Member of Parliament, Lok Sabha
- In office 1991–1999
- Preceded by: Kailash Nath Singh Yadav
- Succeeded by: Jawahar Lal Jaiswal
- Constituency: Chandauli, Uttar Pradesh

Personal details
- Born: 7 July 1955 (age 70) Varanasi, Uttar Pradesh, India
- Died: 20 Jan 2023 Indirapuram, Uttar Pradesh
- Party: Samajwadi Party
- Other political affiliations: Bharatiya Janata Party
- Children: 2
- Profession: Politician

= Ananda Ratna Maurya =

Indian politician

Ananda Ratna Maurya is an Indian politician. He was elected to the Lok Sabha, the lower house of the Parliament of India from Chandauli, Uttar Pradesh in 1991, 1996 and 1998 as a member of the Bharatiya Janata Party.Later he joined the Samajwadi Party and contested in 2004 election but lost to Kailash Nath Singh Yadav.

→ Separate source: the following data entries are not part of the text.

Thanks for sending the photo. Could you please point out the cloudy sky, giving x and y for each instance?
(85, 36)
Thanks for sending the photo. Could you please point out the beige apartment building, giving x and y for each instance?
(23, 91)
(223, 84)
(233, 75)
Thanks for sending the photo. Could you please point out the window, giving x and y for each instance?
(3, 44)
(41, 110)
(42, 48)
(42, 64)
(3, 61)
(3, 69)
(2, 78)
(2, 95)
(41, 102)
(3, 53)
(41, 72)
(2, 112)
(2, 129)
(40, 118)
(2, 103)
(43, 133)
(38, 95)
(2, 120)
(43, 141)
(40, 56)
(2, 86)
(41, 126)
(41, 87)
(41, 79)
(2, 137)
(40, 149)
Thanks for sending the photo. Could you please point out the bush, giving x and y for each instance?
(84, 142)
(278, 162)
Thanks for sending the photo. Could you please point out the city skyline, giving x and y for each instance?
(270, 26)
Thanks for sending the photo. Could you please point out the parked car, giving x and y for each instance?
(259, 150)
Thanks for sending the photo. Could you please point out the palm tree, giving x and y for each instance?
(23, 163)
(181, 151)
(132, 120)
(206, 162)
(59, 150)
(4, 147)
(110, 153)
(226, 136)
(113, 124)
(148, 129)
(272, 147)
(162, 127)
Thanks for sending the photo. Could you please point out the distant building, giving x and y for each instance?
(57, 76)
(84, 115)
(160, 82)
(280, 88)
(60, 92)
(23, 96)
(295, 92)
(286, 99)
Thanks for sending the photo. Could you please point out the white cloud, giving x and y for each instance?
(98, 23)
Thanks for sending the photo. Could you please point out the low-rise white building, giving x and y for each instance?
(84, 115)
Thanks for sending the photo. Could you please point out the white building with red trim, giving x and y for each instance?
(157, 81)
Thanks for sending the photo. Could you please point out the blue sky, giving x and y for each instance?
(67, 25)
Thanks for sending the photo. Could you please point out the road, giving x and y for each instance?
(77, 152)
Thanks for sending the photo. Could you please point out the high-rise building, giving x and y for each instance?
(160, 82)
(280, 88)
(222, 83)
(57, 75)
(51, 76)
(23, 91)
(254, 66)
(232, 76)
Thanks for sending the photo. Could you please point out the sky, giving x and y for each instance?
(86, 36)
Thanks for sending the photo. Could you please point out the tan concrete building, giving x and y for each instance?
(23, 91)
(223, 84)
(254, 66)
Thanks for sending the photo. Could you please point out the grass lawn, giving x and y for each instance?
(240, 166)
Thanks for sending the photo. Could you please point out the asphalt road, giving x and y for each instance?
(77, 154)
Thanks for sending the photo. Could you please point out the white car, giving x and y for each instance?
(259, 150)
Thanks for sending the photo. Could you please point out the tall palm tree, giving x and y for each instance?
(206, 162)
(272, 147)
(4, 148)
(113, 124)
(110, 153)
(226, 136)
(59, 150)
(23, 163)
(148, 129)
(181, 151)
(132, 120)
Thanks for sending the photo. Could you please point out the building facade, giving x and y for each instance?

He rejoined BJP in 2007 and since then was working for party development. He was also a Uttar Pradesh BJP vice president since 2015 to 2017.

He resigned from BJP on 5 March 2019.

Anand Ratna Maurya known for constitutional & people's politics. People from chandauli loksabha constituency remember him as a gentle and a noble parliamentarian.

Apparently, Maurya was among the most educated politicians in Atal Bihari government's regime. He is an ardent poet too. His other interests include travelling and cooking. He was a nature lover and worked for protection of environment.